Fatigue Analysis of Mid-Water Buoy (MWB) due to Changes in Pipeline End Manifold (PLEM) Position

Abstract

This research is a case study of the Mid-Water Buoy (MWB) structure on the subsea hose string SPM #4 after the installation of New PLEM C, or in other words in conditions where the subsea hose string (including MWB) has been connected to New PLEM C. MWB is one of the ancillary components of the subsea hose string, which has the main function as a buoy to keep the entire subsea hose string at a safe distance to the seabed.
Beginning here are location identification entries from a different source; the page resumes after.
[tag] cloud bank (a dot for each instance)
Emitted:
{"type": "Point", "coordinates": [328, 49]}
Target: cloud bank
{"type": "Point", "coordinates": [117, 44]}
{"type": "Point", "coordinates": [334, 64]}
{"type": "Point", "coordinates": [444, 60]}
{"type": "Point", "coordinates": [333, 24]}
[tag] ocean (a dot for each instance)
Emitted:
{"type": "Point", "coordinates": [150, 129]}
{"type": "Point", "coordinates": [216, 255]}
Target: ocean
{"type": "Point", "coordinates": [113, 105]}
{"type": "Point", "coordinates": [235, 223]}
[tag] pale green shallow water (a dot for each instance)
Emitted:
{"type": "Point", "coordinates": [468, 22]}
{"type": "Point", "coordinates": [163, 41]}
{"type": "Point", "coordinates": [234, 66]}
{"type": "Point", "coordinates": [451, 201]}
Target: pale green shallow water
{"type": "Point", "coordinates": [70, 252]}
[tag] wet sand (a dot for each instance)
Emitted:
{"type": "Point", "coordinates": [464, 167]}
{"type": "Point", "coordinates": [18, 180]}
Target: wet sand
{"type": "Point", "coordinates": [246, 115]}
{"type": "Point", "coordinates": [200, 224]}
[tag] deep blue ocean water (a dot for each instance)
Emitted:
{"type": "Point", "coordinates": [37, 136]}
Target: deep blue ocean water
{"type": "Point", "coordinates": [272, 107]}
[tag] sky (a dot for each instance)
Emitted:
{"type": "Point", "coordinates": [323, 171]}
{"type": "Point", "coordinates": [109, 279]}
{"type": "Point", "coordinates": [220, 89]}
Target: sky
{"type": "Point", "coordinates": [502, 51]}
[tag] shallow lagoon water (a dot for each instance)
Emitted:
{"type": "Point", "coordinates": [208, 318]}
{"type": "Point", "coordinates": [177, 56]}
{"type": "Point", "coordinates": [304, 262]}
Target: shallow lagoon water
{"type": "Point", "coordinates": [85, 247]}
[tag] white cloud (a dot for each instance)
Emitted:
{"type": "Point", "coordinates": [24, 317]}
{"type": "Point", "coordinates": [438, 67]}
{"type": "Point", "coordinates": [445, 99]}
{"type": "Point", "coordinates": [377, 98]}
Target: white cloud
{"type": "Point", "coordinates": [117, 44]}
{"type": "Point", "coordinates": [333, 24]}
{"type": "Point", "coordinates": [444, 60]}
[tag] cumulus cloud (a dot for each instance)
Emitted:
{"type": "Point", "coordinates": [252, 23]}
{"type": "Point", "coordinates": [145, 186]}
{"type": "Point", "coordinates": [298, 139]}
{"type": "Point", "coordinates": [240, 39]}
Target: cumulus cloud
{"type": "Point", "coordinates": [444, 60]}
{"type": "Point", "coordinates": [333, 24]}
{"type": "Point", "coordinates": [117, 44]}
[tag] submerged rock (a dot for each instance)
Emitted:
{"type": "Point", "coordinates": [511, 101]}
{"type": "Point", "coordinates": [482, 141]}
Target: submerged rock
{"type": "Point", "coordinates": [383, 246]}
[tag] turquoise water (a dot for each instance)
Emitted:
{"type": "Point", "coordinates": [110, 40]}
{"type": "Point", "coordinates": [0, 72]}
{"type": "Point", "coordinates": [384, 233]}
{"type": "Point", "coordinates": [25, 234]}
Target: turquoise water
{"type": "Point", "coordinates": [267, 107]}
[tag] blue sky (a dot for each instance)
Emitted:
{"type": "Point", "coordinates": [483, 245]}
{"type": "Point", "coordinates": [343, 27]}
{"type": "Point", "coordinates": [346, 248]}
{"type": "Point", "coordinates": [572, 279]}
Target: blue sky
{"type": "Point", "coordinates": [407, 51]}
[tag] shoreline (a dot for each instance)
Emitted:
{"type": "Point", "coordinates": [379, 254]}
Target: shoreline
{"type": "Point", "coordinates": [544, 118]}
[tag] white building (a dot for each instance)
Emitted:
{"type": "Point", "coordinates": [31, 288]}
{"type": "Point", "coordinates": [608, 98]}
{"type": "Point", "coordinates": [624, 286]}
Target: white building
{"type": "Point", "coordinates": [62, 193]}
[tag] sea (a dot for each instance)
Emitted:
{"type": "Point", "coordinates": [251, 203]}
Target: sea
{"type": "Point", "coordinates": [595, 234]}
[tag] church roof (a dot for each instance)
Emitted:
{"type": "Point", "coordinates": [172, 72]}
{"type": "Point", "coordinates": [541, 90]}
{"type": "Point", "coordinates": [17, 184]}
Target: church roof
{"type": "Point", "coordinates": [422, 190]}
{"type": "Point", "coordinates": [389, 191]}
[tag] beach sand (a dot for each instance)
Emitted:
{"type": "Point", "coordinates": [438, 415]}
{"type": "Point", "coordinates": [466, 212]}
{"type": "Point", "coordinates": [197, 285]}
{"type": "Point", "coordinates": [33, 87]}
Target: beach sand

By replacing the old PLEM-C with the New PLEM-C, the dynamic motion of the subsea hose when connected to the New PLEM-C will also be different compared to the dynamic motion when connected to the old PLEM-C. The objective of this study is to analyze the fatigue life of the MWB structure after the use of New PLEM-C. As the main input for fatigue analysis, cyclic load analysis acting on the MWB structure is carried out based on a deterministic approach through time domain simulation and continued with the calculation of the number of cycles with the rainflow cycle counting method. For local stress analysis in the critical area of the MWB structure, the hotspot stress method is carried out through the Finite Element Method (FEM) which refers to DNV-RP-C203. Furthermore, the fatigue life calculation is carried out by applying the Palmgren-Miner rules and utilizing the S-N Curve. From a series of analyses that have been carried out it was found that the lowest fatigue life value for the MWB structure is occurs at PART B1 (the part of the MWB connected to the Subsea Hose STRING B – Upper) with a value of 145.93 years and with an annual damage ratio of 0.0069 for the Connection between the Vertical Stiffener and the Pipe.